Tracy’s image is combined with other things—perfume bottles, pantyhose, colour grids. There is a lot that you already know about these pictures. Objects are familiar—the name of a brand, the particular tones of makeup, the look of a historical photograph. I started with things that belong to many people. This is, in part, about things as they’ve been standardized; how someone else decides what you get. What will the shape of a perfume bottle be? What red will film reproduce? Who is present on screens and in texts? Nothing is an accident. Some parts are more mysterious—images of women doing everyday tasks, a stranger blowing bubbles in three different photographs, some unnamed wrestlers wearing bikinis in a set of snapshots. Real life has a way of refusing standards.
Sometimes it feels like everyone owns a woman’s face. “Smile, girl” and such. I have watched this woman navigate her beauty since we were young. A woman’s body is often defined by her face, and the image of the woman’s face is everywhere, as a portrait or a cover girl. The image becomes a possession; it belongs to everybody else.[i]

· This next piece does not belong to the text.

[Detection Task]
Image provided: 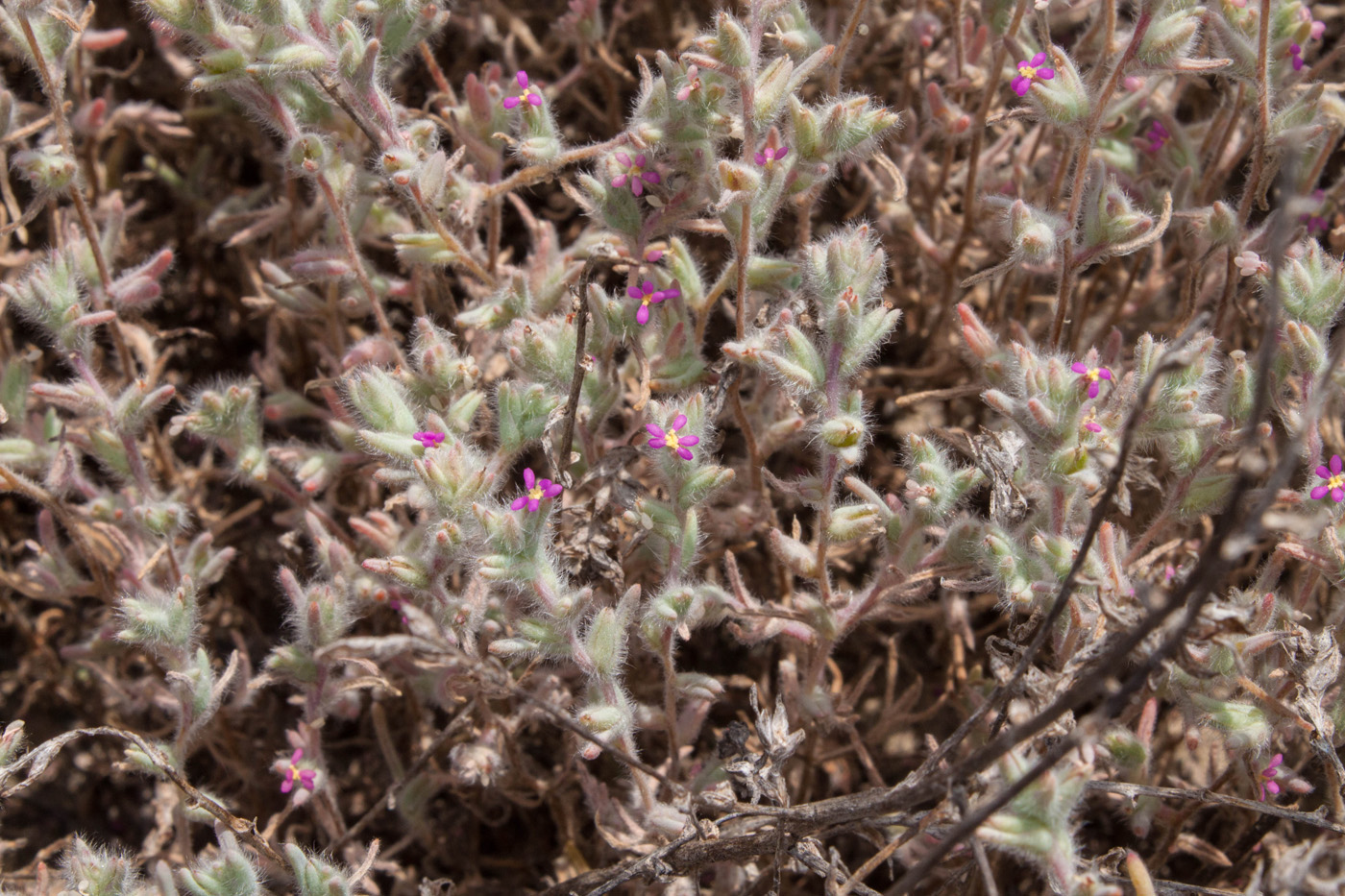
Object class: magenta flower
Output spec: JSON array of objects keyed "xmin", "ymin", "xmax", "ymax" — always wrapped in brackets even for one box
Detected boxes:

You said colour is feminine, connected to the body, to the sentimental.[ii] Colour can turn the mind from its course.[iii] The colour is here right in front of me, but can I convey it to you? Dutchess Tan. Morocco Gold. Snowcrest Green. Tangerine. Certain colours evoke certain times. Women’s work and women’s things. Who is at the center of vision here? For whom does the world simply open up? A new thing must eclipse each old one, as long as everything is going well:[iv] a moment of ambivalent girliness[v], a mouth that makes you think more about your own, pink noise, pink collar ghetto, spectacle of the blonde. The elegant woman, pink comb: I accept everything. I face the universe of objects. The future, design, credit. Most likely there will be normal wear and tear. Every possession is an extension of the self.[vi] Who owns the way you look?
She poses with such irony. It’s like she has internalised 29 years of her own representation and tosses it back at the viewer. You learn to rearrange your face.
I was thinking too of getting tricked by something or seduced by something, of giving in. As if it was bad. Isn’t it nice to be seduced?
This show is about Tracy. I wanted her to cut across the frame the same way in every picture. She wears her own clothes—a sort of ambiguously dated high fashion office wear. The last time we made pictures she chose 80’s pastel makeup for our shoot. In some of the photos she poses on the color grids found in darkroom manuals, used as studio backdrops. A woman floating on a grid. Where is she exactly?
It’ s rare to find a true muse, and, if we’re talking about who owns what, this is hers as well, not just mine.